Article 17. Security by reason of the respondent’s possible claim for compensation shall be returned upon fulfilment of one of the following conditions:
a. The respondent does not bring legal action as provided for in Article 22;
b. the petitioner is, by judgment, found free of the respondent’s claim for compensation, or
c. the parties agree on returning the security.
Article 18. Sheriffs shall keep a book for recording collection of evidence on account of alleged violations of intellectual property rights. Its form shall be as provided for in rules to be issued by the Minister of Justice.
The record shall specify where and when evidence was collected, the persons present, the documents submitted, and the proceedings in other respects. A record shall also be made of what evidence has been collected, and how.
At the end of the proceedings the sheriff shall read his entry to those present, or describe its main points if they consider this sufficient. They shall be afforded an opportunity to sign the entry with the sheriff.
If evidence has been collected without any person having been present on the respondent’s behalf, the sheriff shall as soon as possible send him a transcript from the record of the proceedings.

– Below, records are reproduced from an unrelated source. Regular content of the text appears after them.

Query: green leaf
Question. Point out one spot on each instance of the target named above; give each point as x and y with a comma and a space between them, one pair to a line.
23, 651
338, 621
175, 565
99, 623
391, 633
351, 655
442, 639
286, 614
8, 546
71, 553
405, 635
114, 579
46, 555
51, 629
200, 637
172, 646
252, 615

Chapter IV. Appeal and Reopening of Proceedings.
Article 19. The order of a district court judge permitting collection of evidence in accordance with this Act is subject to summary appeal to the Supreme Court. Periods for appeal, the appeal itself, and its handling by the district court and the Supreme Court shall be governed by the rules applying to summary appeal in civil cases in general.
Appeal against the order of a district court judge shall not suspend the taking of measures in accordance with this Act. The sheriff shall however not deliver to the petitioner any evidence collected until period of appeal has passed, or until the matter has been resolved by the superior court. If the district court judge’s order is reversed, in part or totally, by the Supreme Court, the sheriff shall return the evidence to the respondent in conformity with that conclusion.
Article 20. If a court order has been issued permitting collection of evidence without the respondent having been notified, cf. Article 6, the second paragraph, the respondent may request a reopening of the case within two weeks from the date when he or his agent became aware of the order.
The provisions of Chapter II shall govern the procedure after reopening; however, if the respondent fails to make an appearance after the case has been reopened, the order already issued shall remain unaltered.
If reopening has not been requested the sheriff shall not deliver the petitioner any evidence collected until the period specified in the first paragraph has passed, and not until a court order has been issued anew, if such a request has been made.
If reopening may be requested as provided for in the first paragraph, appeal to the Supreme Court can not be lodged. The order issued by a district court judge upon reopening shall be subject to summary appeal as provided for in Article 19.
Chapter V. Periods for Initiating Legal Action, Compensation, etc.
Article 21. The petitioner shall, within four weeks from when evidence becomes available to him, initiate legal action against the respondent on the basis of the evidence. If no legal action has been initiated when the period expires, the petitioner shall return the evidence collected.
If legal action is initiated after the period provided for in the first paragraph has expired, judgment shall not be based on the evidence collected. This shall however not apply if the respondent submits the evidence.
Article 22. If a violation of the intellectual property rights referred to in Article 1 has not been established, the respondent shall be entitled to compensation from the petitioner for the financial and non-financial loss he has sustained.
Litigation as referred to in the first paragraph shall be commenced before six months have passed from when the period provided for in Article 21, the first paragraph, for commencing litigation by the petitioner, expired, or from when such litigation was brought to a conclusion without his claims having been granted.
Article 23. This Act shall enter into force 1 July 2006.